Les rochers du  trou de l’enfer lors d’une tempête.

Cet amas rocheux imposant  se dresse à la pointe de Saint-Guénolé. Ici encore nous avons affaire à un enfer froid ou à tout le moins humide !

Le Trou de l’Enfer est caractérisé par une grotte, habitée par une sorcière selon la légende (1). Une version de cette légende est racontée par Paul Féval fils dans son roman « Ton corps est à moi » :

« Là habitait jadis, raconte la légende, la fameuse sorcière Ar-mer-noz (La femme de la nuit), ancienne druidesse de l’île de Sein. Cette maléfique, impitoyable à tous, avait pourtant un culte, celui des jeunes vierges, elle exauçait presque tous leurs désirs. Sa puissance était considérable. Quant une vierge avait vu mourir une personne aimée, mère, père, frère, soeur ou fiancé, elle accourait aussitôt au Toul-an-Ifern, entrée de l’Enfer par laquelle devait passer toutes les âmes, et elle criait par trois fois : « Ar-mer-noz, Ar-mer-noz, Ar-mer-noz rends-moi celui (ou celle) que j’aimais! » L’écho répétait la phrase magique le long des couloirs, et la voix cassée de la sorcière s’élevait alors, dictant sa réponse. Quand la jeune vierge rentrait chez elle, elle y trouvait, vaquant à ses occupations, celui (ou celle) qui quelques heures auparavant était sans vie (2). »

Autrefois, on distinguait deux Tal ifern : viene pour vihan = petit et  vrase pour vras = grand. Tal ifern vras a depuis pris le nom de Roche du préfet ou Roche des victimes.  Tal a le sens de face à, près de et aussi de front, de pignon. On constate qu’au début du siècle les variantes du nom de ces roches étaient nombreuses, la mieux représentée étant Toul an Ifern = Trou de l’enfer. Les éditeurs de cartes postales ne se contentèrent pas de (re)nommer cet amas rocheux, ils jalonnèrent le parcours du promeneur d’un grand luxe de détails : « l’entrée du trou d’Enfer » (3), les « couloirs de l’Enfer (4) », « la cheminée de l’Enfer (5) » et même « Vue intérieure de l’Enfer de Saint-Guénolé Penmarc’h (6) » !

De nombreux drames se sont déroulés dans les parages de ces rochers, citons par exemple  la « Mouette » de Camaret qui y fit naufrage le 27 mai 1897, deux passagers espagnols moururent noyés (7).

Bazenn Talifern

« B(ass)e Youtalivern » (1904, plan des Roches de Penmarc’h du Service hydrographique de la Marine) ; « B. Talifern » (1953, Auguste Dupouy : Souvenirs …) ; « Bazenn Tal an Ifern » (1961, Alain Le Berre : Toponymie nautique…Dénomination locale) Toponyme nautique

Les roches de Bazenn Talifern au centre de la photo sont visibles lors des gros coefficients de marée.

Il s’agit de quatre têtes de roches voisines de Tal ifern ; elles sont visibles lors des grands coefficients de marée.
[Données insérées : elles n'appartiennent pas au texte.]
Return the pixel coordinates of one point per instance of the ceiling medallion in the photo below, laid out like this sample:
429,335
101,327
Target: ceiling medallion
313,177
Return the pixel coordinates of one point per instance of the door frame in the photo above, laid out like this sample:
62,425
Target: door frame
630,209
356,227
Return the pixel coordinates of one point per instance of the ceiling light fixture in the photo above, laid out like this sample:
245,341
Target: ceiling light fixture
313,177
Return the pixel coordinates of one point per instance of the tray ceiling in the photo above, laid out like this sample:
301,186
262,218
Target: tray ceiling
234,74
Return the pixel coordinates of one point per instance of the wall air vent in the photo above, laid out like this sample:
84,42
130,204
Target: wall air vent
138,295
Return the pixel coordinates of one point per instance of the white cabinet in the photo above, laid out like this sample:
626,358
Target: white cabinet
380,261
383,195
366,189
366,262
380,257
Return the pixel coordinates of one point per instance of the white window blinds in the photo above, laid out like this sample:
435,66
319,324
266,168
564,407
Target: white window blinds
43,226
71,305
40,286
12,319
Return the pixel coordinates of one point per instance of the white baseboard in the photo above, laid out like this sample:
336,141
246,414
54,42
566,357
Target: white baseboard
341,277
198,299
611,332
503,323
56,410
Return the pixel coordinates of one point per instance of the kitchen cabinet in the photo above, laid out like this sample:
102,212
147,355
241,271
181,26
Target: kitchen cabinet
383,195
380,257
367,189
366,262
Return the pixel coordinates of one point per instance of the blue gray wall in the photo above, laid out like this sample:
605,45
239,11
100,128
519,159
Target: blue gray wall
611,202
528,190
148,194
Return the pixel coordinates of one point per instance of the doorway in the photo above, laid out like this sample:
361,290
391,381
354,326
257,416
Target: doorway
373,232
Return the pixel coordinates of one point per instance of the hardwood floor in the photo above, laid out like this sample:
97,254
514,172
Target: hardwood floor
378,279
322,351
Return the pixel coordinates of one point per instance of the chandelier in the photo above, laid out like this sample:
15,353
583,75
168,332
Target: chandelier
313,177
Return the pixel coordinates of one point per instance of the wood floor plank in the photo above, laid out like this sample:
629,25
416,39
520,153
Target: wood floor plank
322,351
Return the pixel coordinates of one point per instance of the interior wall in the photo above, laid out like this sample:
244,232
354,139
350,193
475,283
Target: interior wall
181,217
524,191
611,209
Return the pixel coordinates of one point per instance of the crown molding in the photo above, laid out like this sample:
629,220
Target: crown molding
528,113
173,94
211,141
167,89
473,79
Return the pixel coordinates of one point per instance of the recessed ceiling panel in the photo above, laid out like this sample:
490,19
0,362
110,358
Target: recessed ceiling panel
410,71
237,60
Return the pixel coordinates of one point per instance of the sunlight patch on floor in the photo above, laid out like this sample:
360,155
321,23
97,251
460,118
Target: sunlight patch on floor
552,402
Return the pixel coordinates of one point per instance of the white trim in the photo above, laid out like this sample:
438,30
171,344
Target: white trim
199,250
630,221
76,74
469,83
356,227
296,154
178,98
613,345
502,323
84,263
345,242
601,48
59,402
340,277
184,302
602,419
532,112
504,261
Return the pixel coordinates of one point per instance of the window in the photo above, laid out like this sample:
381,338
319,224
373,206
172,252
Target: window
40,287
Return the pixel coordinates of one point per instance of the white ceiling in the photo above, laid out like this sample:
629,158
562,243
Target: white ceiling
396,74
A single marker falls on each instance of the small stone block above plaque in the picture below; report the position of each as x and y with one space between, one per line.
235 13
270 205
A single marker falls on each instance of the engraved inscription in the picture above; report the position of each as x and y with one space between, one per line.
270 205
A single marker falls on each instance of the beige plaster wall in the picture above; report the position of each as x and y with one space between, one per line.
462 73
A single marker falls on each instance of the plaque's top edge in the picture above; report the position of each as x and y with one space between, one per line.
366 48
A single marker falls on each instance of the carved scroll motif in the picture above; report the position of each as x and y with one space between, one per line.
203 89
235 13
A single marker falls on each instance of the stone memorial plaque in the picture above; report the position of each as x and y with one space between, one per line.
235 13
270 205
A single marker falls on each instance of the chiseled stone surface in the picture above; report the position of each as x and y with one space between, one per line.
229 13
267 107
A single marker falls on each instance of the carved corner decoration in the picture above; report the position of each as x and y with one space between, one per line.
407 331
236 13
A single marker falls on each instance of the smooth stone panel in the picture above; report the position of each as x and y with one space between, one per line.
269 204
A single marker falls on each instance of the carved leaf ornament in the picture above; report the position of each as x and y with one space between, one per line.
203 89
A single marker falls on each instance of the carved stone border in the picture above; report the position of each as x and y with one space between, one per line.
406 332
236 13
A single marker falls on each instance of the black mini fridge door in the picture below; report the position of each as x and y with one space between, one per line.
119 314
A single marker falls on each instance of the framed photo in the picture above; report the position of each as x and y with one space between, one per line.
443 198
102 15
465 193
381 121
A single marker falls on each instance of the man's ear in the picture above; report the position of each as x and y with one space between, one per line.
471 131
Je n’ai pas d’explication convaincante pour Basse Youtalivern : est-ce un pluriel du mot basse agglutiné au terme suivant ? Faut-il y voir le mot yod = bouillie, prononcé youd à Saint-Guénolé ? A moins que ce youd soit l’équivalent du Youdig du Yeun Ellez dans les Monts d’Arrée, c’est-à-dire l’entrée du gouffre de l’enfer.

(1) Jégou, Lucien .- Penmarc’h…

(2) Féval, Paul .- Ton corps est à moi…

(3) Carte postale Nozais n°10, sd.

(4) Cartes postales Villard n°823 et n°825, sd.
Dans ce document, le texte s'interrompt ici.